Earlier this week I wrote about the opportunities to get your supporter’s gifts matched by their employers. Matching gifts are new to Australia because I believe your organisation is leaving money on the table. The fact is, when I worked in healthcare fundraising I launched similar programmes which raised >$100K in the first year and grew from there.
Another area more US charities are starting to promote is challenge gifts. Imagine this scenario – Joe Bloggs and his partner decide to give $200,000 to Charity XYZ if Charity XYZ raise $200,000 from the Christmas Appeal with the focus on:
- Acquisition – Joe and his partner will match every dollar a new donor gives to Charity XYZ,
- Upgrade – Joe and his partner will match every dollar a donor gives above the amount of their previous gift, and
- Renewal – Joe and his partner will match every dollar a donor who is lapsed (18+ months) gives.
The challenge gift has become quite popular. Promotion of challenge gifts is all over my email and has been over the last week. In an email on 30 Sept, Room to Read gave me until midnight that day to get my gift doubled. On the same day, The Jimmy Fund sent an email to tell me about a generous donor who has offered to triple my gift if I gave to their appeal that today. And, there are countless others I received over the last week asking me to give and offering me the chance to get my gift doubled or tripled all because another supporter offered a lump sum of money to the charity and challenged the charity.
1) All of the challenge emails I received were from US charities. You and I know I am on hundreds of charity lists in Australia due to the independent mystery shopping study I have conducted over the last four+ years. It is likely I would have received an email from the charities if charities in Australia are creating challenge opportunities.
2) All of the challenge emails request I respond “today” or by “midnight” to take advantage of the opportunity. The sense of immediacy, as you know, in electronic direct mail works.
The question I ask is why aren’t Australian charities using the challenge gift angle to raise more funds and to attract new, current, or lapsed supporters to give again? Does it go in the “too hard” bucket? It’s not that difficult. Simply do the following:
- Create a plan for a challenge prior to asking any donor(s) for the lump sum.

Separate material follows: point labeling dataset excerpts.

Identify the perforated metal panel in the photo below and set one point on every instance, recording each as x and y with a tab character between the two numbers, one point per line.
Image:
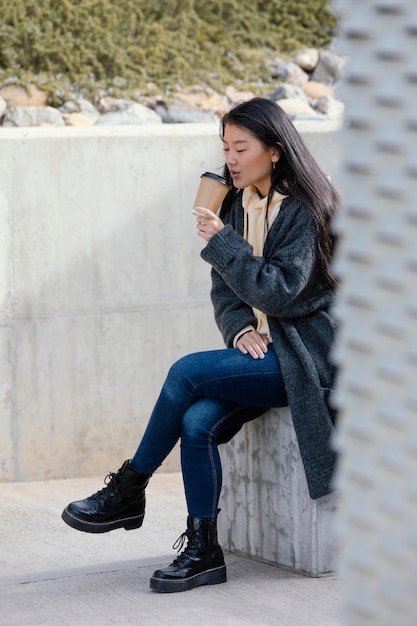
377	307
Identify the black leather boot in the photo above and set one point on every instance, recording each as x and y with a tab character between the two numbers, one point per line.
201	563
120	504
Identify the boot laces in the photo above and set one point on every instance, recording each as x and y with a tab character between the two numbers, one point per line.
111	486
194	543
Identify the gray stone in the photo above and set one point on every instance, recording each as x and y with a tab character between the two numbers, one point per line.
288	90
32	116
117	118
291	73
87	108
134	113
307	59
329	106
329	69
3	106
177	114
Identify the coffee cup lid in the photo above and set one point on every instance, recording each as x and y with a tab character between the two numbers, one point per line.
220	179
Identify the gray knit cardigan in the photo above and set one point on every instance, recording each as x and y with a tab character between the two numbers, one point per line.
287	283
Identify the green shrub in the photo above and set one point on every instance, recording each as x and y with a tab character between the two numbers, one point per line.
92	47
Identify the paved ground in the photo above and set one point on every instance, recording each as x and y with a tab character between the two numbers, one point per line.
52	575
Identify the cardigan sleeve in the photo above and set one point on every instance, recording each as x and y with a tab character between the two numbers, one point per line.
285	282
230	312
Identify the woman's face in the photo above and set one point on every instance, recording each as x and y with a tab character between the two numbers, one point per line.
248	161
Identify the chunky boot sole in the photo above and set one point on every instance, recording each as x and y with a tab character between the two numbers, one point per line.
213	576
128	523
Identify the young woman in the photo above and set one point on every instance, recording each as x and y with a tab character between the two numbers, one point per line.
270	250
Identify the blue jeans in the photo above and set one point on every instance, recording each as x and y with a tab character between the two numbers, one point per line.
204	394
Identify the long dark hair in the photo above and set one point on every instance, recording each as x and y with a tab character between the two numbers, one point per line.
296	174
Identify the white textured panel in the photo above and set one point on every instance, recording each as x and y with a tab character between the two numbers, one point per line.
377	306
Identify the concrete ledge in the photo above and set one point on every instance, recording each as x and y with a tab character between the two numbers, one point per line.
266	510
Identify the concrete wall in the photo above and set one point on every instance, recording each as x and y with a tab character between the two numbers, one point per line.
101	287
266	509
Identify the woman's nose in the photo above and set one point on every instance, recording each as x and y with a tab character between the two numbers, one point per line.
231	157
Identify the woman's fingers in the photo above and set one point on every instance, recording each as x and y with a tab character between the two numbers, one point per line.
254	344
208	224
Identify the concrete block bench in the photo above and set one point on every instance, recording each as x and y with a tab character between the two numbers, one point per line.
266	510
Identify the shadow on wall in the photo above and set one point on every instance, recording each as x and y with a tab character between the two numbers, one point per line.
108	289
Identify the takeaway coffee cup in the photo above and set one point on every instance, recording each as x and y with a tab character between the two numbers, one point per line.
211	192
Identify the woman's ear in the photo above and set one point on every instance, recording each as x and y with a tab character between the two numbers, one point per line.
277	152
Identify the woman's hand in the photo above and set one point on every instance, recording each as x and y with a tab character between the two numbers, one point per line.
253	343
208	224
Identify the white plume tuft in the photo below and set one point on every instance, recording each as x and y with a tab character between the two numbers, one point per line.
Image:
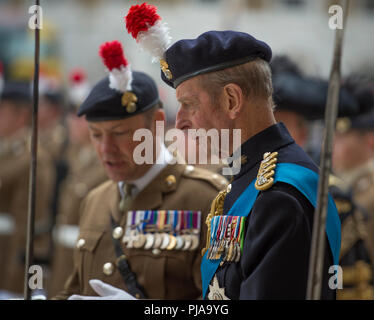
121	79
156	40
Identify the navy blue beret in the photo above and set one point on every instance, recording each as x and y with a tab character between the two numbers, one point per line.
308	96
17	91
104	103
212	51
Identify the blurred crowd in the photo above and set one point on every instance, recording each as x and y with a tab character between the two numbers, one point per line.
68	167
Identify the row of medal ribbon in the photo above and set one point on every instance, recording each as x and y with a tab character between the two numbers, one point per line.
163	229
226	238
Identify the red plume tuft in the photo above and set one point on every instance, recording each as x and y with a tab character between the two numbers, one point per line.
77	76
141	18
112	55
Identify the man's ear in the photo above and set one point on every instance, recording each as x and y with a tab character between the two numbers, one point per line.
369	137
232	100
159	115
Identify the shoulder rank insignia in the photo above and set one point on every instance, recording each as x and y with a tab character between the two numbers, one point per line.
215	292
266	171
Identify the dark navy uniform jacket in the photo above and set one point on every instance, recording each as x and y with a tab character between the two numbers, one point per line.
275	259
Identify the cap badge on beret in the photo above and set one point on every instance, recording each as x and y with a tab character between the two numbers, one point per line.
165	69
79	87
145	26
343	124
129	100
120	74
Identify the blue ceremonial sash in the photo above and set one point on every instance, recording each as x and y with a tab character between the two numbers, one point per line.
303	179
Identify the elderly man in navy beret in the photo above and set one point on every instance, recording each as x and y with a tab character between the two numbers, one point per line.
139	232
260	227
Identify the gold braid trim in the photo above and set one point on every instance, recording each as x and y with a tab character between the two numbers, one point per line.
216	209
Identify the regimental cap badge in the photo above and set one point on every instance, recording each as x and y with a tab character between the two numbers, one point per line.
266	171
152	35
120	74
165	69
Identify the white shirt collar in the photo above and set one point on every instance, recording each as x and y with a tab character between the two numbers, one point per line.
162	161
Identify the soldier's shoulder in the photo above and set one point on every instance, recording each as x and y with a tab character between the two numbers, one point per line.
364	182
215	180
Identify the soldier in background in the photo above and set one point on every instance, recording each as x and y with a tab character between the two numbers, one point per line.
300	100
353	153
141	230
53	137
84	173
15	119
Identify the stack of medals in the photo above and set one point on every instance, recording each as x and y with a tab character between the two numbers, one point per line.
226	238
163	229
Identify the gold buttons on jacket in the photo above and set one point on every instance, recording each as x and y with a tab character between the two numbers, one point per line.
81	243
117	233
189	169
170	181
228	188
108	268
156	251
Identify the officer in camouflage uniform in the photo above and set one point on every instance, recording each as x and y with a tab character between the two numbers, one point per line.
298	100
15	116
141	230
84	173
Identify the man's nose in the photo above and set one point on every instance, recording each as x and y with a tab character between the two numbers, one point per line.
108	145
182	120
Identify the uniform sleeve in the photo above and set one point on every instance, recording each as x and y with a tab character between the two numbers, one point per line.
72	284
276	248
198	257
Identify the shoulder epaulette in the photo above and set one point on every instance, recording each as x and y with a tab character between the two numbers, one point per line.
215	179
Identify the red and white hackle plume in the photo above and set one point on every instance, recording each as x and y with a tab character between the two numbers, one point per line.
145	25
79	87
120	75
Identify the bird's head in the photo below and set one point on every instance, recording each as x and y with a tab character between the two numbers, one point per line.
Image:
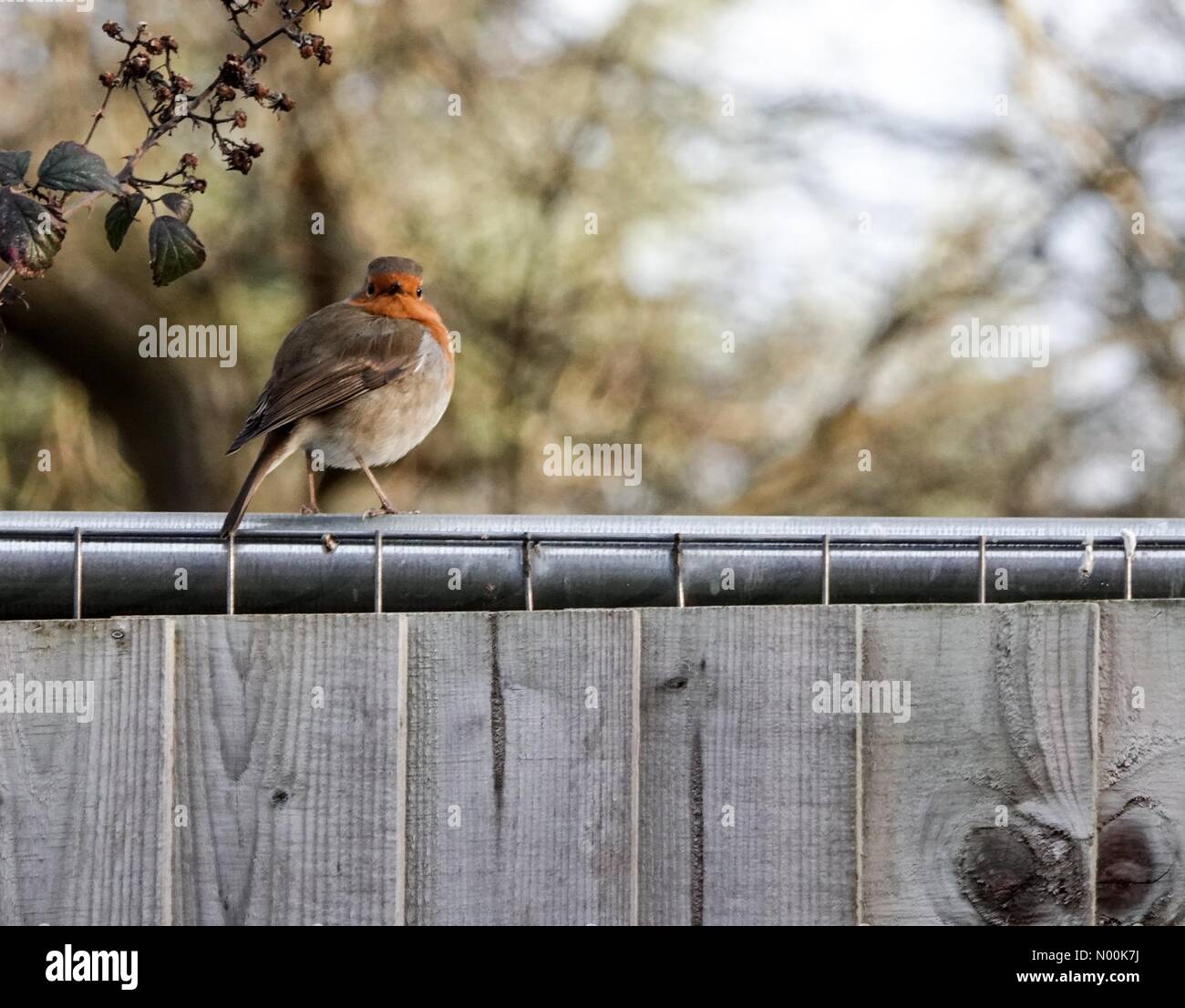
394	287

- Find one or more generous donors to give a lump sum of money with some challenges tied to the donation.
- Feel like your charity does not have one donor to give the lump sum? Ask a group of donors – those on the board, those who have given a nice sized gift each year, or those who you are trying to get over the line and you need something interesting to attract them. Find people who are already engaged in the organisation and who want to make sure the money they invest will make a difference.
Challenge gifts have been around for years in the US and elsewhere. There is nothing new about challenge gifts except few, if any, Australian charities are implementing the concept. Become one of the first. Take action today.